Adding a System Call to the Linux Kernel
These are mostly notes for myself.
This blog describes adding a new system call for debugging/experimental purposes.
For a thorough explanation and walkthrough of adding a new system call, read the official kernel documentation here: Adding a New System Call. The official documentation details how to make the new syscall optional, adding fallback stub implementations, recommendations for backwards compatability, testing, and more.
Setup
See this previous post: Building and Running the Linux Kernel.
Syscalls
Several files need to be updated to add a new syscall:
new/path/to/implementation
- Syscall function implementation- If the implementation location is a new file/directory, a few Makefile changes are needed too
include/linux/syscalls.h
- Function prototype- Generic and architecture-specific system call tables:
include/uapi/asm-generic/unistd.h
- Generic syscall table in the user-space APIarch/x86/entry/syscalls/syscall_64.tbl
- Architecture-specific syscall table
Function Implementation
First, create a new directory with its own Makefile
and a hello_world.c
:
# from the root of the linux source tree
mkdir hello_world
touch hello_world/{Makefile,hello_world.c}
Add this to the Makefile
:
obj-y := hello_world.o
Details on Linux Makefiles
In hello_world/hello_world.c
, define the new system call implementation with the
SYSCALL_DEFINE<N>
macro, where the N
is the number of arguments the
syscall accepts:
#define pr_fmt(fmt) KBUILD_MODNAME ": " fmt
#include <linux/syscalls.h>
SYSCALL_DEFINE2(hello_world, const char*, message, unsigned long, len) {
char *kmessage;
int res;
if (len > 0x1000) {
pr_err("User message length was unreasonably long\n");
return -EINVAL;
}
kmessage = kzalloc(len + 1, GFP_KERNEL);
if (!kmessage) {
pr_err("Failed to allocate %08lux bytes\n", len + 1);
return -ENOMEM;
}
res = copy_from_user(kmessage, message, len);
if (res) {
return -EFAULT;
}
pr_info("IN HELLO WORLD! Message: %s\n", kmessage);
return 0;
}
A few things to note about this code:
- You ABSOLUTELY SHOULD NOT directly access user memory! Use the
copy_from_user
/copy_to_user
/get_user
/put_user
functions. - Allocating memory in linux can be done with a variety of calls. It’s worth reading through the official Memory Allocation Guide in the linux kernel documentation.

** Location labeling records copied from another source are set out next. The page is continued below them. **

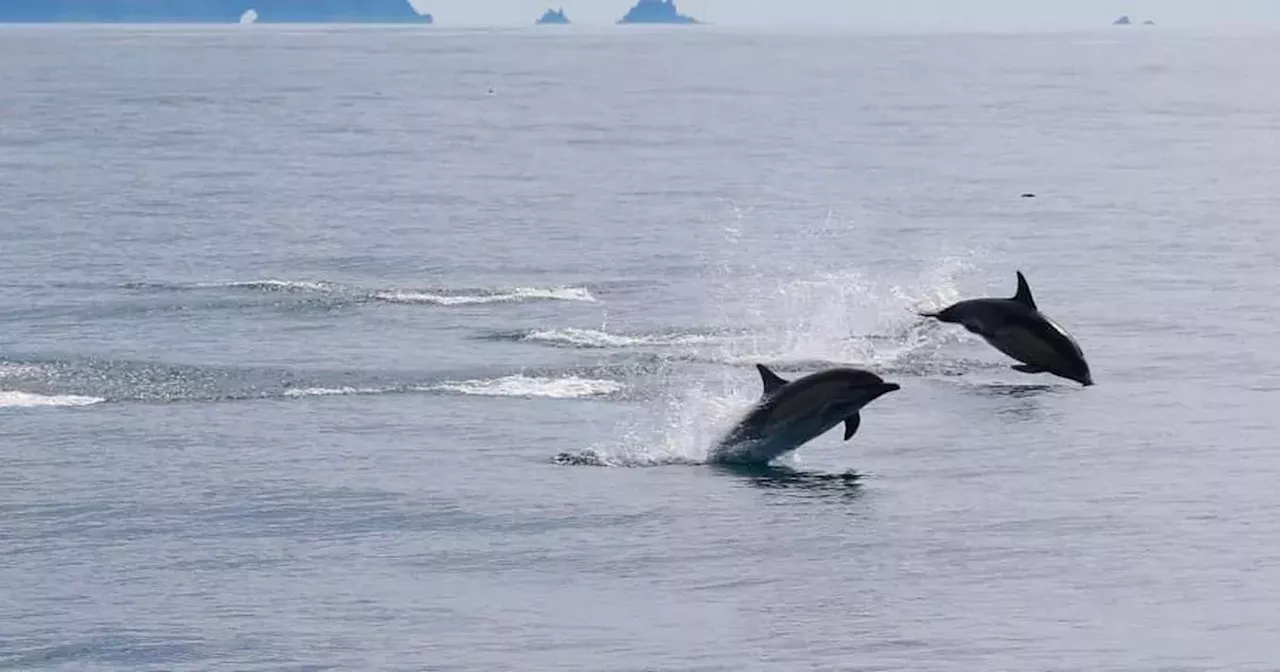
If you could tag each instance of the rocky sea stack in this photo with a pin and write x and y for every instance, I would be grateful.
(210, 12)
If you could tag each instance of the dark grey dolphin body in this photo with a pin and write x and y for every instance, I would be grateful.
(1020, 330)
(791, 414)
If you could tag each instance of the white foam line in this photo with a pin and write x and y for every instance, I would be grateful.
(521, 385)
(26, 400)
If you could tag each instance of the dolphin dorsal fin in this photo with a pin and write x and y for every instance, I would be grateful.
(772, 382)
(851, 425)
(1024, 292)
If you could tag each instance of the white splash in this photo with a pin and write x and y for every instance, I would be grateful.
(26, 400)
(502, 296)
(822, 316)
(521, 385)
(277, 286)
(18, 370)
(595, 338)
(333, 392)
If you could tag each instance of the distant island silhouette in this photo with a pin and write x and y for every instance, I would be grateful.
(553, 16)
(656, 12)
(210, 12)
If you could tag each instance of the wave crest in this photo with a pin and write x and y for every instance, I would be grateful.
(522, 385)
(489, 296)
(27, 400)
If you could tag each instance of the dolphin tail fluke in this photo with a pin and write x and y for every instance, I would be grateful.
(851, 425)
(1024, 292)
(772, 382)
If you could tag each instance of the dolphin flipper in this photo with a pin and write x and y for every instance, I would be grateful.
(772, 382)
(851, 425)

- Return values are the negative value of error codes, or
0
for success. pr_<LOG_LEVEL>(...)
functions are macros that wrap theprintk(KERN_<LOG_LEVEL> ...)
functions. See Message logging with printk for details.
Function Prototype
The function declaration itself lives in include/linux/syscalls.h
:
asmlinkage long sys_hello_world(const char* message, unsigned long len);
This is the main entrypoint for the new system call. These are always prefixed
by sys_
.
System Call Table
Both a generic syscall table (include/uapi/asm-generic/unistd.h
) and
architecture-specific syscall tables exist (arch/x86/entry/syscalls/syscall_64.tbl
).
The syscall should be added to both the generic table, and all architectures that
should support it.
Changes to the generic syscall table (don’t forget to increment __NR_syscalls
!):
diff --git a/include/uapi/asm-generic/unistd.h b/include/uapi/asm-generic/unistd.h
index 1c48b0ae3ba3..395bd563d6f2 100644
--- a/include/uapi/asm-generic/unistd.h
+++ b/include/uapi/asm-generic/unistd.h
@@ -886,8 +886,11 @@ __SYSCALL(__NR_futex_waitv, sys_futex_waitv)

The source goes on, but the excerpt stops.